Yeah, I would just add that even if we take it forward, there is a real chance that we don't need to do titration on 2.4 either. We just did a short titration. Going forward, if we continue to include 2.4, we'll definitely include an arm that does not have titration. We think, you know, 2.4 also has a real chance of being a successful dose without the need for titration.
Got it. Maybe one for Dr. Harrison. We hear a lot about the associations between liver fat and histologic response, but how well do we understand the kinetics or the lag time between, you know, reducing liver fat and when something could show up on a biopsy in terms of NASH resolution or fibrosis improvement? Just wondering, given how quickly we're seeing the liver fat improve here versus, you know, standard time points for the longer NASH trials.
Yeah, that's a. You know, we don't really know the answer to that yet. One of the things that we're focusing on now in the NASH field is the kinetics of response.
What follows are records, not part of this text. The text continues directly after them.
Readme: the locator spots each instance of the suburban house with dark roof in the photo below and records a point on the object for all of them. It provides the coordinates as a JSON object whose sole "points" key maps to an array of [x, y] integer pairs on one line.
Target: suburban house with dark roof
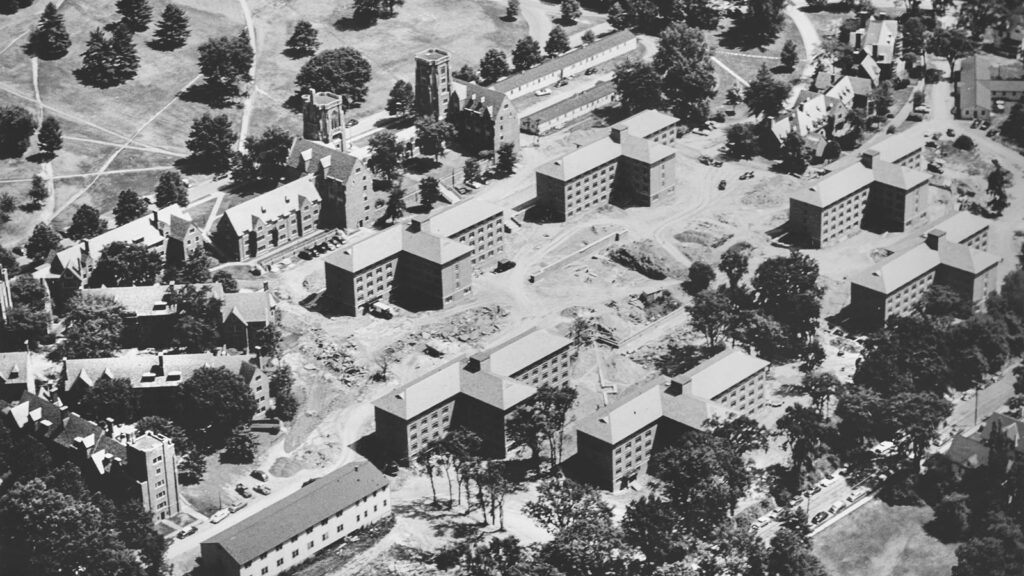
{"points": [[156, 377], [426, 263], [951, 254], [150, 315], [169, 232], [16, 375], [301, 525], [886, 190], [479, 393], [142, 467], [345, 184], [634, 165]]}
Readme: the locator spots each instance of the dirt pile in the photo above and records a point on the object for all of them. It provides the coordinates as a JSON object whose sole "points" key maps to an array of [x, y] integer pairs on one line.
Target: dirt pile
{"points": [[647, 258]]}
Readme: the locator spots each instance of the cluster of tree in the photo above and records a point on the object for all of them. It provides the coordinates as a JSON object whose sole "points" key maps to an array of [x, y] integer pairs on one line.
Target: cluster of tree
{"points": [[680, 78]]}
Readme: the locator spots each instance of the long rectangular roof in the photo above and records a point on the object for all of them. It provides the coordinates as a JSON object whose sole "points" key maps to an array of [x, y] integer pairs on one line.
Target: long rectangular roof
{"points": [[303, 508], [721, 372]]}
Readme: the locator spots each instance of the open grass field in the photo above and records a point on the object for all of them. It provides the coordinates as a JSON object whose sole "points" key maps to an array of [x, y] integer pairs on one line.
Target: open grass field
{"points": [[882, 539]]}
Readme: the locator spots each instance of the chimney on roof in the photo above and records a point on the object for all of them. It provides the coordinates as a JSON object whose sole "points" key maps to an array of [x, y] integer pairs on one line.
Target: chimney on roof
{"points": [[933, 238]]}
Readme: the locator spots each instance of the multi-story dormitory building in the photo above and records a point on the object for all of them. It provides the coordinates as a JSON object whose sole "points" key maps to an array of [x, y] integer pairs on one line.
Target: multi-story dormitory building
{"points": [[427, 263], [950, 254], [614, 445], [297, 527], [886, 190], [478, 393], [140, 467], [156, 378], [169, 232], [634, 165]]}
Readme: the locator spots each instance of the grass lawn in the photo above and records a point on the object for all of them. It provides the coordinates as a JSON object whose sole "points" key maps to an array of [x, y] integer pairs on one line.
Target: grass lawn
{"points": [[465, 28], [883, 540]]}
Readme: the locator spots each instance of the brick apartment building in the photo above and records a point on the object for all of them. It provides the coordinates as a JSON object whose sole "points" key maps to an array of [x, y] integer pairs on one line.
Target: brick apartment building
{"points": [[950, 254], [168, 232], [156, 378], [422, 264], [301, 525], [634, 165], [479, 393], [885, 191], [143, 467], [150, 316], [345, 184]]}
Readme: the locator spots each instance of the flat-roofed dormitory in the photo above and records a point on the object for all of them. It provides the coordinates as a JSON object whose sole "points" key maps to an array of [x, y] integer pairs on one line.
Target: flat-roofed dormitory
{"points": [[301, 525], [950, 254], [426, 263], [886, 190], [479, 393], [633, 165]]}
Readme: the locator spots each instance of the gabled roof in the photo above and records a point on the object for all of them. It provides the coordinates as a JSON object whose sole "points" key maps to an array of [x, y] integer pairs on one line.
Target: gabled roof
{"points": [[299, 510], [271, 205]]}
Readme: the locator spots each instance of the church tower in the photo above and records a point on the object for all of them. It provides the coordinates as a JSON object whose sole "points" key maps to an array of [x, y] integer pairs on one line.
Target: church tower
{"points": [[433, 82], [324, 118]]}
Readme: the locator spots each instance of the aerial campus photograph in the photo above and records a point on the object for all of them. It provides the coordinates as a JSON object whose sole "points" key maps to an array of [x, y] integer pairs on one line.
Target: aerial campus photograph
{"points": [[511, 287]]}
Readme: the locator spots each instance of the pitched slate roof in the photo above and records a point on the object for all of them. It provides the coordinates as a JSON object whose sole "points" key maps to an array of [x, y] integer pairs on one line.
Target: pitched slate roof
{"points": [[303, 508]]}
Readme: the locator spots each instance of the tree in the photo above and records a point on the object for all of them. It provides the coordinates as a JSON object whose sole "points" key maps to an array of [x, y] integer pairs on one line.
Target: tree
{"points": [[43, 240], [766, 95], [526, 53], [399, 101], [172, 30], [788, 56], [92, 327], [342, 71], [700, 277], [135, 13], [226, 281], [303, 41], [50, 138], [558, 42], [110, 398], [225, 62], [432, 134], [16, 127], [639, 86], [123, 263], [49, 39], [507, 158], [952, 44], [470, 170], [215, 401], [494, 65], [570, 11], [560, 502], [385, 155], [210, 141], [240, 448], [172, 189], [429, 192], [86, 223], [395, 202]]}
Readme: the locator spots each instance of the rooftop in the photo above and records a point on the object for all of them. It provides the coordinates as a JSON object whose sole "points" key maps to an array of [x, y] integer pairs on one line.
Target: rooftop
{"points": [[306, 507], [721, 372]]}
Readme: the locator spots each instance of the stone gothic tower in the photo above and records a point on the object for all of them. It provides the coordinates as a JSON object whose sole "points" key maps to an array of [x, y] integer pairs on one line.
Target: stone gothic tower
{"points": [[433, 82], [324, 118]]}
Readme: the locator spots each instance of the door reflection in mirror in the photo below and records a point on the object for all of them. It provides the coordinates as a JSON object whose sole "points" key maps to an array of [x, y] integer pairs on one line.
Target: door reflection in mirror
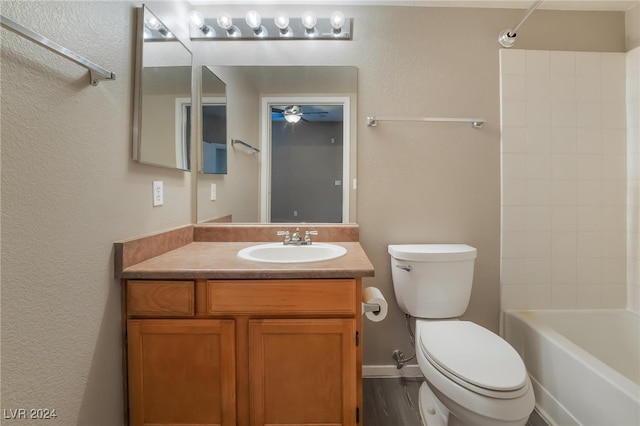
{"points": [[213, 153], [163, 76], [307, 163]]}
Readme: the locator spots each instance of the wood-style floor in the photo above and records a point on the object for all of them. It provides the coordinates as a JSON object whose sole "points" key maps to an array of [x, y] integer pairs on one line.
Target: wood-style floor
{"points": [[394, 402], [391, 401]]}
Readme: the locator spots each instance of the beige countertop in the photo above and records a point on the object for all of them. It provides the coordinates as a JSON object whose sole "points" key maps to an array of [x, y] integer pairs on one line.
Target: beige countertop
{"points": [[219, 260]]}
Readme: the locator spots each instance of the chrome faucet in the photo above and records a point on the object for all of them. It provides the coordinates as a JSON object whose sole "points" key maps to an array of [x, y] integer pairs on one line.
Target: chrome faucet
{"points": [[296, 238]]}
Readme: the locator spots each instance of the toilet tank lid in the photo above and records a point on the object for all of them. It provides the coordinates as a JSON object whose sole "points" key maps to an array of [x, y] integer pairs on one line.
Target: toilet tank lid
{"points": [[432, 252]]}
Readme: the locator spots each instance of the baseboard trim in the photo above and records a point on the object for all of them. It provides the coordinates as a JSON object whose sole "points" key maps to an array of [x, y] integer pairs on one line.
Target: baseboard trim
{"points": [[410, 370]]}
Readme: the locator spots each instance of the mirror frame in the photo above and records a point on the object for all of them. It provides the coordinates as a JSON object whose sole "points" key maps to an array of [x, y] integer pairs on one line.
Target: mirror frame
{"points": [[138, 103]]}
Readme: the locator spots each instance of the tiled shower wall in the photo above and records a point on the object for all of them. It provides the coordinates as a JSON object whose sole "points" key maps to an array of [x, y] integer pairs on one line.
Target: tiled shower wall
{"points": [[564, 180], [633, 176]]}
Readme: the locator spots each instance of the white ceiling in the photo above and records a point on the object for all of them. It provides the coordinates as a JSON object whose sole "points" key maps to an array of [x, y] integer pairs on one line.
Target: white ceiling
{"points": [[609, 5]]}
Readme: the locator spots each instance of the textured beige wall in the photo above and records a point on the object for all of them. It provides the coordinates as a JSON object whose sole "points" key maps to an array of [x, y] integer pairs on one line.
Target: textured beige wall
{"points": [[69, 187], [69, 190], [632, 27]]}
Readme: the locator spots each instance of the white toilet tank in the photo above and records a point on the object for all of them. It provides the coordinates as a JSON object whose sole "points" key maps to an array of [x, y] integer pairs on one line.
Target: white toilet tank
{"points": [[432, 280]]}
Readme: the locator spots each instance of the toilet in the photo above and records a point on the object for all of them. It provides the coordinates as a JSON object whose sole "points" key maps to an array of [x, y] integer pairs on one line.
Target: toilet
{"points": [[473, 376]]}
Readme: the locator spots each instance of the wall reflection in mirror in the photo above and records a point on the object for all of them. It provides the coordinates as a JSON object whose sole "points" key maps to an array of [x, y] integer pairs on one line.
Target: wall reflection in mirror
{"points": [[317, 153], [161, 127]]}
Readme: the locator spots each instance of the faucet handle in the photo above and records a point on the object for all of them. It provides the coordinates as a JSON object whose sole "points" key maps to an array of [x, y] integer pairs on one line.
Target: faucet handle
{"points": [[307, 237], [286, 234]]}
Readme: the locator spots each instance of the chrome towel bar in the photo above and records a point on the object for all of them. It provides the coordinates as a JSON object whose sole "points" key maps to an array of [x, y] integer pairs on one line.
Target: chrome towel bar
{"points": [[96, 72], [476, 123]]}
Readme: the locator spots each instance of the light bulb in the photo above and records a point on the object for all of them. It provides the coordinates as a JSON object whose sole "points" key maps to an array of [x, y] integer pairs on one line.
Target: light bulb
{"points": [[337, 21], [253, 20], [309, 21], [225, 21], [153, 23], [292, 118], [281, 20], [197, 19]]}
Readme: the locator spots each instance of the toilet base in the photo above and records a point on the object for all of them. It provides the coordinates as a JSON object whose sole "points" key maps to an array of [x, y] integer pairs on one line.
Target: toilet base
{"points": [[432, 412]]}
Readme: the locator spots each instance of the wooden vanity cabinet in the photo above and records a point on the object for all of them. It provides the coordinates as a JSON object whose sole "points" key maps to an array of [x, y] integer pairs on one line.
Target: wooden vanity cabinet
{"points": [[244, 352]]}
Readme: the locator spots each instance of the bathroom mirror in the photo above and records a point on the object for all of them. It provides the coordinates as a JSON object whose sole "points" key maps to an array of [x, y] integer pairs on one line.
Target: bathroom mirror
{"points": [[162, 89], [256, 97], [214, 124]]}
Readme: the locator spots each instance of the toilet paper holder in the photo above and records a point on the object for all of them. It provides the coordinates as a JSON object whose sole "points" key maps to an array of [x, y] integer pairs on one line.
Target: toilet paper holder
{"points": [[370, 307]]}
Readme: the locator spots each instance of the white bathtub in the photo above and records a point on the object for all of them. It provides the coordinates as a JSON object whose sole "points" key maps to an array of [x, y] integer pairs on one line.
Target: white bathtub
{"points": [[584, 364]]}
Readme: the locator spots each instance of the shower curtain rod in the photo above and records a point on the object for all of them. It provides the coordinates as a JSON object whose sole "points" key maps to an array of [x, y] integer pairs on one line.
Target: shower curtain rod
{"points": [[508, 37], [476, 123], [95, 72]]}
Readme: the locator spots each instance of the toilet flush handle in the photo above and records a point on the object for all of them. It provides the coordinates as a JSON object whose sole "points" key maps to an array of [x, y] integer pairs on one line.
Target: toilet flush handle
{"points": [[404, 267]]}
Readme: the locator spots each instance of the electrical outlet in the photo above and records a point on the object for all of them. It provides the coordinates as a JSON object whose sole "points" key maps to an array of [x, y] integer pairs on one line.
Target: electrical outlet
{"points": [[214, 192], [158, 193]]}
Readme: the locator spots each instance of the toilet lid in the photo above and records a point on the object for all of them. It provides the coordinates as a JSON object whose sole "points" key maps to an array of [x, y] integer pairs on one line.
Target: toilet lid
{"points": [[473, 354]]}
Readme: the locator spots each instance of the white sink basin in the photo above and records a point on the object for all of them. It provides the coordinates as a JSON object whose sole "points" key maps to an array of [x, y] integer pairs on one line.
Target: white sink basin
{"points": [[280, 253]]}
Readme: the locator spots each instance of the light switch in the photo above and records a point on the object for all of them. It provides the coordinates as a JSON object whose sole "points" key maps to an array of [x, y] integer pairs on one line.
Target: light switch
{"points": [[158, 193]]}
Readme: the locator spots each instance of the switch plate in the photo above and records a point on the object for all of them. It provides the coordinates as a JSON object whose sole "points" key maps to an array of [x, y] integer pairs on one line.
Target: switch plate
{"points": [[214, 192], [158, 193]]}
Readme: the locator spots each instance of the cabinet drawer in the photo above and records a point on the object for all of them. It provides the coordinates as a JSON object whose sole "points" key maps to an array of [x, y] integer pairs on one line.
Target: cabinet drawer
{"points": [[298, 297], [161, 298]]}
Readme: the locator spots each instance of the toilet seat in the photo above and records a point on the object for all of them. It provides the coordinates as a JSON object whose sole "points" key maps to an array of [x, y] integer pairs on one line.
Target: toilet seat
{"points": [[474, 358]]}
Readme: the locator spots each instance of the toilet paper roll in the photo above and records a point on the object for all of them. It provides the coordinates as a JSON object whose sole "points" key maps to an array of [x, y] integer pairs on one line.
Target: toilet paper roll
{"points": [[374, 296]]}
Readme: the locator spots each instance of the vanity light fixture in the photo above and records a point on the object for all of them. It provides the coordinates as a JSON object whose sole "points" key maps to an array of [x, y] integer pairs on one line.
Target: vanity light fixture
{"points": [[225, 21], [198, 20], [280, 27]]}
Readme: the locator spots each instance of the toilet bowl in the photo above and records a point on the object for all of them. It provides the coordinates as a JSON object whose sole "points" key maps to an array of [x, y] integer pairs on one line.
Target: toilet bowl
{"points": [[473, 376]]}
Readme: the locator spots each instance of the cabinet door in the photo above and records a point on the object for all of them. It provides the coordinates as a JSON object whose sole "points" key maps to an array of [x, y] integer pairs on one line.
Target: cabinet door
{"points": [[181, 372], [302, 372]]}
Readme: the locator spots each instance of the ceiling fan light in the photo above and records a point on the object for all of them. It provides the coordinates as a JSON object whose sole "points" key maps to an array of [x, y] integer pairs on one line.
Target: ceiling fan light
{"points": [[292, 118]]}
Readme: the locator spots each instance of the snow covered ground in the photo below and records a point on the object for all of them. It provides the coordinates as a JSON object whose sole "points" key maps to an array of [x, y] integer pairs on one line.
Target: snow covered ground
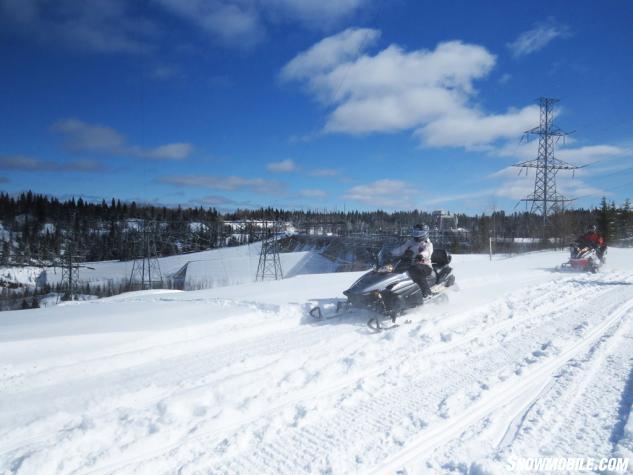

In other words, if you have week four PDFF or week six and week 12 and week 24, you know, if you hit a magnitude of effect, let's say you hit the 30% relative change at week four, does that give you a better shot on goal of histology improvement compared to somebody that, say, hits that at week 24? What we do know, from at least the aldafermin data, where I did liver biopsies at week 12, and I have PDFFs, as well, is that, you know, there is significant liver fat content reduction.
There was significant improvement in the NAFLD Activity Score, and there was fibrosis improvement that was seen at that early time point. That kinda gets me back to my original comment that said, you know, I don't think that's sampling variability because the NITs all moved in a very positive direction. I do think that all the components of NASH to include fibrosis are dynamic and can change relatively quickly. Whether or not we could use PDFF to predict the time of that change, I think is still unknown.
That's helpful. Thanks for taking the questions.
At this time, there are no more questions in the queue. I would now like to turn the conference back to Vipin Garg for closing remarks.
Thank you, everyone, for participating today. Have a nice day.
This concludes today's conference call. Thank you for participating. You may now disconnect.